This Blog is about

love. work. play. stress. learning. failing. succeding. laughing. crying. Basically, Life.

Sunday, March 12, 2006

on being placed out of a rat race into the real world

I wonder if being in the Singapore education system was somehow damaging to my ego. I never think anything I do is amazing or exceptional but apparently, I'm beginning to realize that sometimes the people who work with me do.

To begin with a disclaimer, I'm one of the fastest readers I know. What that essentially means, is that I'm really good at reading through things fast and gaining an understanding of them. For some strange reason I'm also good at pulling them up again when somebody needs a certain point found in one of those documents. But useful as it may be in the working world, reading fast is not a skill that anyone really needs in the school system. Certainly it helps, but there are no exams that test you on how fast you read.

There are other things that I do well at work at and as a result am appreciated at work which is somewhat of an ego boost. For 12 years of my life, no matter how well I did, there was always someone better or something better that I could be acheiving and in many ways we were all brainwashed to think that way. Do well in school? There could be a better school that you should be aiming for. Even in the 4 years of college here, some of that brainwashing hung over, with a GPA of 3.9 something, there is this faint nagging feeling of why was it not a 4? And no matter how effortlessly it all comes by, there are always the geniuses who go drinking all night and whiz through the exams with 100% to compare yourself to.

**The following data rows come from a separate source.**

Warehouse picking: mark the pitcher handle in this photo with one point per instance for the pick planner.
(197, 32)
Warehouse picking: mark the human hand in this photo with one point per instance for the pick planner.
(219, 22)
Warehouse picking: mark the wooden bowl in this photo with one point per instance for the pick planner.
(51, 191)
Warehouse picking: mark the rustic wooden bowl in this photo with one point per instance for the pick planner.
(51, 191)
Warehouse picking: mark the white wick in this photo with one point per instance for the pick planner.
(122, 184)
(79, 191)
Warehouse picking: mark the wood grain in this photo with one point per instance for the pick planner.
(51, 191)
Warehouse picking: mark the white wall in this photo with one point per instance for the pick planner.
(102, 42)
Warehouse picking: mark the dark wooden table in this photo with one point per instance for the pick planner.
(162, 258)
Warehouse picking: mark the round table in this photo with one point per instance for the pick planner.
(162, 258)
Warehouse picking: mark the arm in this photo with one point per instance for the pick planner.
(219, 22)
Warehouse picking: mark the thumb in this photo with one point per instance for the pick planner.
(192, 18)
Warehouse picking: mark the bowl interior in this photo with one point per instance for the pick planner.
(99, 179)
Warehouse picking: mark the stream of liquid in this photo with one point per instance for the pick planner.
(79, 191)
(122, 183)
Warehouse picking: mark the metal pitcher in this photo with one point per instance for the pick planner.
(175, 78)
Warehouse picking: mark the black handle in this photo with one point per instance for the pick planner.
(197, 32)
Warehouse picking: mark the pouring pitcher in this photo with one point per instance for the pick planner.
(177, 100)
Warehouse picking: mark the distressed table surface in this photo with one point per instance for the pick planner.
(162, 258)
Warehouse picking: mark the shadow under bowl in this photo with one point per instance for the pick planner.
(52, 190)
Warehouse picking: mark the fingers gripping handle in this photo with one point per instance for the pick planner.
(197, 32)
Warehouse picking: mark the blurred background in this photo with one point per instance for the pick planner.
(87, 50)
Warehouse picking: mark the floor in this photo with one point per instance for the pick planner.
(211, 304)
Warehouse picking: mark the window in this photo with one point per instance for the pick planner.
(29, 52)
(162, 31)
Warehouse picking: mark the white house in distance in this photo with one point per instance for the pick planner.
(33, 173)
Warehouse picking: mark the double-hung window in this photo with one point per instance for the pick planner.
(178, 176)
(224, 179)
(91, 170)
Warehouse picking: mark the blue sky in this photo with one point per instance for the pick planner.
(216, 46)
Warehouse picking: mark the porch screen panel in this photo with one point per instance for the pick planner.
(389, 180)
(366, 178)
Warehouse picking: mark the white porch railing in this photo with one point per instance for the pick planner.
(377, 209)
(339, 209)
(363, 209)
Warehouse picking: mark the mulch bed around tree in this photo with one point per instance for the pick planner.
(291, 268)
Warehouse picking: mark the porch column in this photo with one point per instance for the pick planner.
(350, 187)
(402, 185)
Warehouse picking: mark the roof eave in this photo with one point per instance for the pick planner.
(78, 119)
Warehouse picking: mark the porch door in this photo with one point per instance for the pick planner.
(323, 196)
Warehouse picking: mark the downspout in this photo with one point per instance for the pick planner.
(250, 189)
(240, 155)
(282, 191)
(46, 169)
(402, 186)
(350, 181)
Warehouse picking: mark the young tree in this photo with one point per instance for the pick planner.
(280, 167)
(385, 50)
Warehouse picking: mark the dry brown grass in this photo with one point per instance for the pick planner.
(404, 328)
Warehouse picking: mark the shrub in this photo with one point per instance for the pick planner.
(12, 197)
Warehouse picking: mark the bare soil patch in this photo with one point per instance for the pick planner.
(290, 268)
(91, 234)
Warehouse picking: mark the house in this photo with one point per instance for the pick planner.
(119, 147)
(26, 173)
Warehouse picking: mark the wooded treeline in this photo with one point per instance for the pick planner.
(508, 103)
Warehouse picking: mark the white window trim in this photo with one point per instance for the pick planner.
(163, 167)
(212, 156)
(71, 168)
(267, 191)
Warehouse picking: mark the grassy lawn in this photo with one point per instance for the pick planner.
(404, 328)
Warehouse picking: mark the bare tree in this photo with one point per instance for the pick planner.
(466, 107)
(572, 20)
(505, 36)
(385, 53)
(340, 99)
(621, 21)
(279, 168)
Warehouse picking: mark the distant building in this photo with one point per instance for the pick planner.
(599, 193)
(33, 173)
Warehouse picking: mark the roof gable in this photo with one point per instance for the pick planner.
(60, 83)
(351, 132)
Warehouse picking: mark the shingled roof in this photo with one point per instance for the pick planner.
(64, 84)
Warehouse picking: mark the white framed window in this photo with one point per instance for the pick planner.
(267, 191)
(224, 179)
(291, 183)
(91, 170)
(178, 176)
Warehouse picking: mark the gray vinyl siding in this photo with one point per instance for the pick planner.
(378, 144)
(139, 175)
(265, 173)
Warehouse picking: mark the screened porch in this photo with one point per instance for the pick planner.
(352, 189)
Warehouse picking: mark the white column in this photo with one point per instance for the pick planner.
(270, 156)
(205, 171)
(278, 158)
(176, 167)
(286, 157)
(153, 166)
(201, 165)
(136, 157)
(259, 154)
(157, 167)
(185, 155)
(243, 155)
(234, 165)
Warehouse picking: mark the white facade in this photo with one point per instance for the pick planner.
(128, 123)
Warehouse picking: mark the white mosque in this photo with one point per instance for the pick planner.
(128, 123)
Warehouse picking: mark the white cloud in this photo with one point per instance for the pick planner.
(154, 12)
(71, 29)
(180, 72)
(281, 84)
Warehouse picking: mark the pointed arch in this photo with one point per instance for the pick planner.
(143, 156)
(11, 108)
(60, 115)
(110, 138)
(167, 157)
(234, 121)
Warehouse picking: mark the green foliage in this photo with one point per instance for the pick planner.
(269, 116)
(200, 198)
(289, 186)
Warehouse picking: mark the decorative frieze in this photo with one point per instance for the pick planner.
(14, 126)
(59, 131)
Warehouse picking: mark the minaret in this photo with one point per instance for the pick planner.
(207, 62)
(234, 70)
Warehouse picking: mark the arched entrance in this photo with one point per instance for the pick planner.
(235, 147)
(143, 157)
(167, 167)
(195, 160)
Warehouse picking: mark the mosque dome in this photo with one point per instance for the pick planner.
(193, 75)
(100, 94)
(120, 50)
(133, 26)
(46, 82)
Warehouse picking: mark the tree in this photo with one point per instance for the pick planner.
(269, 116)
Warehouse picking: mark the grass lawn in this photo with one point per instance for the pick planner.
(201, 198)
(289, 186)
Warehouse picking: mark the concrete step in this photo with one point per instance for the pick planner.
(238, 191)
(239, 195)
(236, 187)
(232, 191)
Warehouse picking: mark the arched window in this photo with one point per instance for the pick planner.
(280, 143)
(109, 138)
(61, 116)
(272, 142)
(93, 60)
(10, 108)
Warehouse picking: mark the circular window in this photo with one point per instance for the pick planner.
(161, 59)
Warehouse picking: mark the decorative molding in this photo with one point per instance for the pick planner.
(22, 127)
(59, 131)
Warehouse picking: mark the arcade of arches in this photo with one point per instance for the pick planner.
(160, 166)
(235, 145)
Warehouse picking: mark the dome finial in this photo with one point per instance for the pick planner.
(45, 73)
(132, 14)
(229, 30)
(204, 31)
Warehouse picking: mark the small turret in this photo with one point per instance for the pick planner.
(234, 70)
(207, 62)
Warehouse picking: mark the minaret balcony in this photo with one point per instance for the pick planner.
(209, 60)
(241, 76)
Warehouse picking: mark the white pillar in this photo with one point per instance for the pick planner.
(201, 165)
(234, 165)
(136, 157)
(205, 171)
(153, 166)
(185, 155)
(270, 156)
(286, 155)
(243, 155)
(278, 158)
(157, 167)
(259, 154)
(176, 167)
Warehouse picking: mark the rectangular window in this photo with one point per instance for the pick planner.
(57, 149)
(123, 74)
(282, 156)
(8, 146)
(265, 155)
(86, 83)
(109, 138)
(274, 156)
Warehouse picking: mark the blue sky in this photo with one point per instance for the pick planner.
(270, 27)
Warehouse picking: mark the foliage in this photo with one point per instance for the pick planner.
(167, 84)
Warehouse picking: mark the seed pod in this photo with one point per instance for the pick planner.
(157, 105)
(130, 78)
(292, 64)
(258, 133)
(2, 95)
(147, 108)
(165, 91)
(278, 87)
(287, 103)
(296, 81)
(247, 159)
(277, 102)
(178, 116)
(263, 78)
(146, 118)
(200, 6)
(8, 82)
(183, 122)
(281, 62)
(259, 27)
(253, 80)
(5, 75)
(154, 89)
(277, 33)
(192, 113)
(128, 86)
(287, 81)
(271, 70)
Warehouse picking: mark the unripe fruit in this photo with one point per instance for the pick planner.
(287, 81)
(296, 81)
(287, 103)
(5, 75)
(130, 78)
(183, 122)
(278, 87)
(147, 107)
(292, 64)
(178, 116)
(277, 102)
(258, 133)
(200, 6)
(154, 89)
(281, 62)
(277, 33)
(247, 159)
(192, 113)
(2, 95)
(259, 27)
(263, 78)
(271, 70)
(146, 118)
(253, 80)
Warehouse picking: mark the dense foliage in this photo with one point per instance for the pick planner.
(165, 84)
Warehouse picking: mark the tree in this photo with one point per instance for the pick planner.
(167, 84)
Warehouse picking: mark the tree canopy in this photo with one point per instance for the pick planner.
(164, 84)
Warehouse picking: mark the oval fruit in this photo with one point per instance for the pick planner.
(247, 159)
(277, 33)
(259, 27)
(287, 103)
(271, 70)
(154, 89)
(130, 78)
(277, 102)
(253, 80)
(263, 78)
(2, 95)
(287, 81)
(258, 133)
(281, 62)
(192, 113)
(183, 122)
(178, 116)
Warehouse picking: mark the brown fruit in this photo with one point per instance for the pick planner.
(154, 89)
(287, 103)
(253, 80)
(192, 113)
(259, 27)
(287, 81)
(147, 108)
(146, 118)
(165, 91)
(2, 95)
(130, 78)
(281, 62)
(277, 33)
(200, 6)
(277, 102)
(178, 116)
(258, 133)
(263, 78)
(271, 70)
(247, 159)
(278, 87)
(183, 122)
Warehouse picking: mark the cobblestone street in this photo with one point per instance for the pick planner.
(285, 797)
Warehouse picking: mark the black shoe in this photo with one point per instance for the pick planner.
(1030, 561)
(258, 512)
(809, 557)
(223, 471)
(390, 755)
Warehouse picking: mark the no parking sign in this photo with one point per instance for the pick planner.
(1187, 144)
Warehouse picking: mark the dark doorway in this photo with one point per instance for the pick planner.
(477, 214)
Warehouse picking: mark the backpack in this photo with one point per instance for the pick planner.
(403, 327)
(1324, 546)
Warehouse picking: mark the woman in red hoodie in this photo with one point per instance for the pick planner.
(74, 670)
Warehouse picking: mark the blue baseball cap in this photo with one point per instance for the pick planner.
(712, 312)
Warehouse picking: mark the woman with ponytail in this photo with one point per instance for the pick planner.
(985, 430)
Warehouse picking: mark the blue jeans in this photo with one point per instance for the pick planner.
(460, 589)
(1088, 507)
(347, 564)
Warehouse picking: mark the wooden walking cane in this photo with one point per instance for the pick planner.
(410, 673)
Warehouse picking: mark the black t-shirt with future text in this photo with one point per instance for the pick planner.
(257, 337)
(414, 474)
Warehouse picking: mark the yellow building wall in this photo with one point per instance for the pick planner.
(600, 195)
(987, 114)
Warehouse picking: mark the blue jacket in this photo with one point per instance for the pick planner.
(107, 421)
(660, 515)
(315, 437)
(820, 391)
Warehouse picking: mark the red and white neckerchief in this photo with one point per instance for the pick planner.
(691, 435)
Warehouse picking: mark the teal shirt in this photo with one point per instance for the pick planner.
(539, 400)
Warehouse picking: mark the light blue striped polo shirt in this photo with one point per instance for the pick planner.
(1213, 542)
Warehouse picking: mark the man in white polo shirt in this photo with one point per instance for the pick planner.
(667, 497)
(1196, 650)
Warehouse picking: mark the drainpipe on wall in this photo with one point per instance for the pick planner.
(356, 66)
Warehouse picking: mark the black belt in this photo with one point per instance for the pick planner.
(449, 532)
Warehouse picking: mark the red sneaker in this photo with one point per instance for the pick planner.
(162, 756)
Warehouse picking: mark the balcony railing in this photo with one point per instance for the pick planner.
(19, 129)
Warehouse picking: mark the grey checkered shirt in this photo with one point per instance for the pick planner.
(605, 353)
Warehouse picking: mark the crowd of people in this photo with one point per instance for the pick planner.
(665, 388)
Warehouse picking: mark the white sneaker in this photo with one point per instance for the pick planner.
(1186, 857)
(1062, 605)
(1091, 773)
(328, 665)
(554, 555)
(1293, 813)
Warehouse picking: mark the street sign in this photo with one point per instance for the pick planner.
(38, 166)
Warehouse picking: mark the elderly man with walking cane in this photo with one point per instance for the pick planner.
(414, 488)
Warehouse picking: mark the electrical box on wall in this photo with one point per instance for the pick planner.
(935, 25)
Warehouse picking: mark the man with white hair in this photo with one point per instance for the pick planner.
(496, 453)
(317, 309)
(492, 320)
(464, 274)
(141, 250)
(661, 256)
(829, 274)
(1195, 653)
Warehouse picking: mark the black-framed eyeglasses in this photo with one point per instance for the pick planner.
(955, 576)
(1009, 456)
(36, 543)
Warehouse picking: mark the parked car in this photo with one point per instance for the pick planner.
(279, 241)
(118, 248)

At work though, there are so many immeasurable things. Intelligence alone doesn't get you anywhere, neither does social skills. I like that there's no proper way to quantify how well you do any longer, because there is no pressure. I do the best that I can do and that's that. Which is why praise comes as an unexpected surprise and ego boost.

Thursday, March 09, 2006

連れてくれる誰か

<。。。でも、おれはずうと待ってたからなあ。。。連れてくれる誰か>

I don't have the book here with me now but in "A game of you", it was said that Little boys dream of being third sons, tailors but not princes where little girls dream of being princesses, that some day they would be claimed by their real mothers and fathers in a kingdom where they were the princess.

I guess all girls have a wish to be swept off their feet, taken away from it all and never to again have to worry and care about anything in the world and perhaps that's just an element of social conditioning.

No matter how independent, mature, and self-sufficient I become, and no matter how increasingly my rational brain tells me I could never be happy if I didn't have challenging problems to solve at work, there's still a faint hope of that little girl in me somewhere that someday someone will just take me away from it all.